# Internal/External bottom bracket compatibility?



## YZINGERR (Aug 19, 2007)

I am doing a build up with a Nashbar mountain frame.
My old crank and bb is a truvativ iso flow 3x crankset and a VP internal sealed square taper cartridge bb.
The Nashbar frame is able to accept external thread in cups, but I assume that makes my old crankset unuseable for this build?
I'm trying to reuse as much as possible because i'm broke.
Help!


----------



## Squash (Jul 20, 2003)

You are correct. An external BB is not compatible with your old crank set. A external bearing BB has no spindle. They are simply bearing cups that hold sealed bearings with a 24mm I.D. inner race. The spindle is actually permanently attached to one of the crank arms. The spindle is inserted through the BB and then the non-permanent crank arm is bolted in place. There's a little more to it than that of course. But that's the general idea. So, yeah, if you wanted to go with an external bearing BB you'd need a compatible crank set to use with it.

Good Dirt


----------



## thomllama (Oct 3, 2007)

what Squish said.. :thumbsup:


----------



## mack_turtle (Jan 6, 2009)

i may have missed something, but you can use your old BB and your old crank with this frame. unless the frame is made for press-fit bottom brackets, the threads for external (Shimano Hollowtech, SRAM GXP, FSA MegaExo, etc) and internal square-taper and Octalink and Isis BBs are the same. the only difference is that external BBs leave the bearings outside the frame and use a crank made specifically with that BB and more traditional BBs fit the bearings inside the frame. if you have have to replace the BB on a ST crank, be sure to get the correct length to go with that crankset.

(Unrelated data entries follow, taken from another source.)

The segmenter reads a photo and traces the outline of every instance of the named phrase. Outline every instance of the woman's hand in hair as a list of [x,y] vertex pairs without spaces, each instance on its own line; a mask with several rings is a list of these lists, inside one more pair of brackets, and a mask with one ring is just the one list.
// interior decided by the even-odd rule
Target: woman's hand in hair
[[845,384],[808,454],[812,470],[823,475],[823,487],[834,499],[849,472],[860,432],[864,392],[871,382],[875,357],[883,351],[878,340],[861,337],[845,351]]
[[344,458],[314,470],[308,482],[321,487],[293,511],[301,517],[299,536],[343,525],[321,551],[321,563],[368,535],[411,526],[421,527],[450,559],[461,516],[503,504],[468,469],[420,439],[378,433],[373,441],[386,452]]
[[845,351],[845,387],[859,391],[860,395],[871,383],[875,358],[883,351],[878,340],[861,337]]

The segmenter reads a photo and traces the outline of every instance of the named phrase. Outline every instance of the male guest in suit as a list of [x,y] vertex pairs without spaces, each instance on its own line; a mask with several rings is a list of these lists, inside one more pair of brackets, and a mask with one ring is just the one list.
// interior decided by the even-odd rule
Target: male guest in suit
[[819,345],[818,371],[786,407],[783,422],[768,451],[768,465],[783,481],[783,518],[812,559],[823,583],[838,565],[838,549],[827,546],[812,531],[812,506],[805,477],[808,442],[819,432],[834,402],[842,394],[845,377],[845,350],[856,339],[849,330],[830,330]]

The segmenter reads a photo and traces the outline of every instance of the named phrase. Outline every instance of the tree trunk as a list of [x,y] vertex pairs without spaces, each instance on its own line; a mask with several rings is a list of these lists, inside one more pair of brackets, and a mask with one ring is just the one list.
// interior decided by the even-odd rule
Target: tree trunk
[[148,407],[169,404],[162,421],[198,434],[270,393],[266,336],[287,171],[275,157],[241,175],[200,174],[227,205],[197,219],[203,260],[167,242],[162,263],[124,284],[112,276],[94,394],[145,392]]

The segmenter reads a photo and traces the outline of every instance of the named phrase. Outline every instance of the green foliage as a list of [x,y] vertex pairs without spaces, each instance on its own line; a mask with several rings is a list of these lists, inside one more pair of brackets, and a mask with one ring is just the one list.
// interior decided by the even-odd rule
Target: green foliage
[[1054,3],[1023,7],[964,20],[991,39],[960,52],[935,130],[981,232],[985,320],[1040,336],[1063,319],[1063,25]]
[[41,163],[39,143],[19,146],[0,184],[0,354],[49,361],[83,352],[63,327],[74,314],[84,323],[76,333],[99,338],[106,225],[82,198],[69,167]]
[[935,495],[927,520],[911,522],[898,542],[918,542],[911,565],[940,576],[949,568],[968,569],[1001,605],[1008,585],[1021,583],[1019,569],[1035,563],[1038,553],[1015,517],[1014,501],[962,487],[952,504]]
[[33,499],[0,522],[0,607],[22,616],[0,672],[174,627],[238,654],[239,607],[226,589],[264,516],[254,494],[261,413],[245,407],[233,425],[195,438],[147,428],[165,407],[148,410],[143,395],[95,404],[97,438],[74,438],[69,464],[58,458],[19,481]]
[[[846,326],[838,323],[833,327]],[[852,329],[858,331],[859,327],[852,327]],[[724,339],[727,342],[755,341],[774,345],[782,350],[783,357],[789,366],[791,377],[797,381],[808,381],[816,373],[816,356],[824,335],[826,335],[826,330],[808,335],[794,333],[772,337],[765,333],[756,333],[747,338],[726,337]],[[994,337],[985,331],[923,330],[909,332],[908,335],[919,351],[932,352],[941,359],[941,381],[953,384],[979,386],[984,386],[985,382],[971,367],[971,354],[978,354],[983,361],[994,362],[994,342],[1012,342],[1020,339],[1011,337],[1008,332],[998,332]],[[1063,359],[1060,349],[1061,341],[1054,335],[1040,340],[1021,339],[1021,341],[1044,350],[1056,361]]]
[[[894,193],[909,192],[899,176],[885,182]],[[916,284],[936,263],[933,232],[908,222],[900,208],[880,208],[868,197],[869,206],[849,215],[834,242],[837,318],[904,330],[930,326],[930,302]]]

for example, my old Redline frame came with Truvativ ST cranks and I replaced them with a Truvativ Stylo GXP crank and BB, no problem. make sure you use the right number and size of spacer on the BB though.


----------



## Harold (Dec 23, 2003)

mack_turtle said:


> i may have missed something, but you can use your old BB and your old crank with this frame. unless the frame is made for press-fit bottom brackets, the threads for external (Shimano Hollowtech, SRAM GXP, FSA MegaExo, etc) and internal square-taper and Octalink and Isis BBs are the same. the only difference is that external BBs leave the bearings outside the frame and use a crank made specifically with that BB and more traditional BBs fit the bearings inside the frame. if you have have to replace the BB on a ST crank, be sure to get the correct length to go with that crankset.
> 
> for example, my old Redline frame came with Truvativ ST cranks and I replaced them with a Truvativ Stylo GXP crank and BB, no problem. make sure you use the right number and size of spacer on the BB though.


if the OP still has that old BB, then yeah, it'll work with the old cranks on this frame.

I do prefer the external bearing bb and crank setup over the old style but if you're doing a budget build and you've got the old parts, use 'em. you can always change that stuff later.


----------



## YZINGERR (Aug 19, 2007)

Thank you guys for the great info!

I have been doing research and can't find a straight answer.
Can I use a shimano square taper bb with my truvativ square taper cranks?
I read somewhere that there are 2 incompatible types of square tapered arms


----------



## mack_turtle (Jan 6, 2009)

ST interfaces are all the compatible. just make sure you find out what width you need for that crankset or it will badly mess up your chainline. they come in widths from about 107 mm(?) to 126mm or so.

off the top of my head, here are the main mtb bottom bracket/crank standards, most of which are no compatible.

square taper
Isis
Octalink
Hollowtech (Shimano)
MegaExo (FSA)
GXP (Sram/Truvativ)

the first three are cartridge/ internal bottom brackets and the second are external bearings. all of these can be put in a standard threaded bottom bracket.


----------



## YZINGERR (Aug 19, 2007)

Thanks Mack


----------